While the markets have run up significantly post May 2009, it could run some more if investors see action on the reforms front and earnings growth hits the 18-20 per cent mark, believes UTI’s vice president and fund manager, Swati Kulkarni. She is betting on the reforms theme and has parked about a fifth of the Dividend Yield Fund’s Rs 2,000 crore corpus in the energy sector. Justifying her investments she says that the valuations in this sector are quite low. Further, if crude oil prices fall, it would be much easier to pass on the costs, she believes. Two recent events, the government’s decision to increase natural gas prices and the sharp fall in crude oil prices bear out her logic for the investment. While the March quarter results indicate volume growth, what are the drivers that will sustain demand?
Investment demand
“The signs of demand are there and from the market perspective, we need to see investments on the capex side as well.” She believes that once demand is sustained companies will be more open to invest and augment capacity. If this scenario plays out, she expects a 15-20 per cent earnings growth over the next two years. While the EU contagion has had an impact she believes that central governments have moved swiftly to contain it. The worrying factor is the impact on demand in the EU region due to the stiff fiscal targets and the drop in inflows into emerging markets. What lessons does it hold for India? “The importance of achieving fiscal consolidation is even more important for us now when the global liquidity is likely to tighten. I think there will be good amount of progress on policy reforms.”
Sectors in the funds
In addition to energy, Kulkarni is also betting on financials. She believes that non-performing assets wouldn’t be a problem in an environment of an improving economy. That was the one concern which was holding back the investments in this sector, she says. Further, from here on, infrastructure is a theme investors should keep in mind and is likely to do well.
HITS AND MISSES | |||
Scheme | Returns (%) * | Benchmark | |
1 year | 3 years | ||
Dividend Yield | 34.4 (22.3) | 18.2 (7.1) | BSE 100 |
Mastershare | 19.1 (22.3) | 9.1 (7.1) | BSE 100 |
Tax Saving Plan | 16.7 (21.6) | 4.8 (7.1) | BSE 100 |
MNC | 40.2 (22.3) | 11.6 (7.1) | CNX MNC |
*As on June 7, 2010; Figures in brackets are respective category returns Source: Valueresearchonline.com |
Pharmaceuticals, too should do well as it is a defensive sector and healthcare spends are moving up. IT is yet another sector that is likely to do well as discretionary spends are moving up. The investments in IT sector worked for her last year, in the midst of a downturn.

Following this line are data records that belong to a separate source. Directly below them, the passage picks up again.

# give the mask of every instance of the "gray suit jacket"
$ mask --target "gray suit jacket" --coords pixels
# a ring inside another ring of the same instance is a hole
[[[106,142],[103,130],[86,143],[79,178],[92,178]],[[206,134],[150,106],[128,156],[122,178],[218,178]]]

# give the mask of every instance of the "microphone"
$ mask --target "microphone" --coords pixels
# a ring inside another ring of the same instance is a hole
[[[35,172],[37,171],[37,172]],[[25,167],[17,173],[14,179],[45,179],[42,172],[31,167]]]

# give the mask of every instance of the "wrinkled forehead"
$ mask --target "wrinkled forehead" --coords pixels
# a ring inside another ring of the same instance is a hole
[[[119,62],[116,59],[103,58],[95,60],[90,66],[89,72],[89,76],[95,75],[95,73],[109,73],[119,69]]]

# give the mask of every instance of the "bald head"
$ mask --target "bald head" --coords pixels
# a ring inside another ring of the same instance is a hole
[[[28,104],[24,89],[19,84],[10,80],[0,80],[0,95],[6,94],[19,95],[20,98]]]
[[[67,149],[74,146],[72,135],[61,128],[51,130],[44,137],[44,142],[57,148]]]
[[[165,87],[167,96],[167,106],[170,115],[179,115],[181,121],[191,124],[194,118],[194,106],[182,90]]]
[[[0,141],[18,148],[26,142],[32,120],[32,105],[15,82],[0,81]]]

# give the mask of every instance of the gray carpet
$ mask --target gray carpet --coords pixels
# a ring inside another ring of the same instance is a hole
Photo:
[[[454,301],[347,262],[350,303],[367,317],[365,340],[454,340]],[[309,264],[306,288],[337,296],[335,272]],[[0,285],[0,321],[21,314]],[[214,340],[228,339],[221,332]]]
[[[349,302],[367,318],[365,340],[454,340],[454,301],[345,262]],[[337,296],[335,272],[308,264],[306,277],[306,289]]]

The sector, she says, had companies which were generating good free cash flow year after year and in a scenario of inflation and interest rates, this is a sector which would be a relative outperformer, she believes.
In addition to this, she also made good money from investments in the engineering and capital goods sector made in 2003 when the valuations were cheap as also in power stocks which benefited the Electricity Bill was passed into law. While these worked she also had her share of disappointments. In 2004-05, it was exposure to consumer stocks which were considered a steady, defensive and non-cyclical and act as a balancing factor in a portfolio. It did not work out as that was a period when growth was the only mantra and cash flows was not that important. The fund manager gets choosy when valuations hit the 18 times forward earnings. She looks at high beta and high growth stocks and checks whether assumptions can stand scrutiny.